To Beignet or Not To Beignet: The History of One of NOLA’s Favorite Foods


Other cities and states have tried to recreate this delicious treat, usually in restaurants that feature New Orleans cuisine, but very few come close to matching the authentic, real deal. But where and when did this New Orleans legacy begin?

We owe this New Orleans staple to the French colonists that came to Louisiana in the 18th century and introduced a number of different sweet treats like compotes, souffles, and the beignet, which is French for “fritter.” The Creole people throughout the region took the concept of these sweets and intermingled it with some of the locally-grown fresh fruit, producing fruit-filled fritters. Over the years, this special, square, French-style doughnut grew in popularity, eventually being famously served with a generous dusting of powdered sugar. Yum!

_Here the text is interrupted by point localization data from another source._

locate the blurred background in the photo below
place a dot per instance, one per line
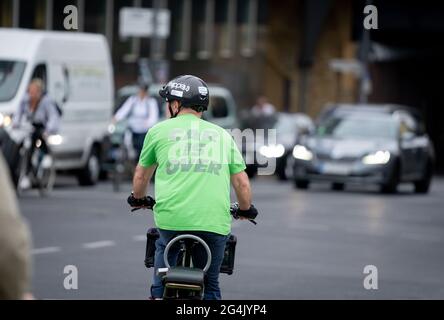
(298, 66)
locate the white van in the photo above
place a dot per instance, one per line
(78, 75)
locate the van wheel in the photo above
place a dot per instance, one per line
(423, 185)
(338, 186)
(391, 186)
(301, 184)
(89, 175)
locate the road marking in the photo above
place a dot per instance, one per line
(421, 237)
(310, 227)
(45, 250)
(98, 244)
(140, 237)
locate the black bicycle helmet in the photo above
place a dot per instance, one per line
(190, 91)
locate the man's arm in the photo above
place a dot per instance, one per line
(141, 180)
(241, 185)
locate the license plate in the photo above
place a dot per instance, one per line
(335, 168)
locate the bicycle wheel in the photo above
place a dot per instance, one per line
(46, 175)
(21, 175)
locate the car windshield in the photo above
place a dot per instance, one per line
(358, 127)
(11, 73)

Are your taste buds out of control yet? If you can’t wait another second to sample a true New Orleans beignet for yourself, then lucky for you, you just need to take a little stroll. One of the most popular and well-known places to get beignets in the Big Easy is none other than Café du Monde, and it’s only minutes away from the Andrew Jackson Hotel. 

You can indulge in an order or two of these tasty morsels (or three or four, we won’t tell - and just to be clear, one order includes three beignets) while sipping on another NOLA favorite, café au lait. There are two downtown locations where you can get your Café du Monde beignet fix; the first is the original 1862 location found in the historic French Market, and the second is located inside of The Outlet Collection at the Riverwalk.

No matter where you decide to partake in this New Orleans classic, you can easily get there with a walk from the conveniently located Andrew Jackson Hotel. Enjoy the sights and sounds of the city, take a beignet break, then spend the rest of the day exploring before returning to your comfortable and charming accommodations. 

A final word of caution: if you plan to eat beignets, you might want to steer clear of wearing dark clothing - there’s just no avoiding the powdered sugar frenzy - but that’s part of what makes the experience so darn delicious.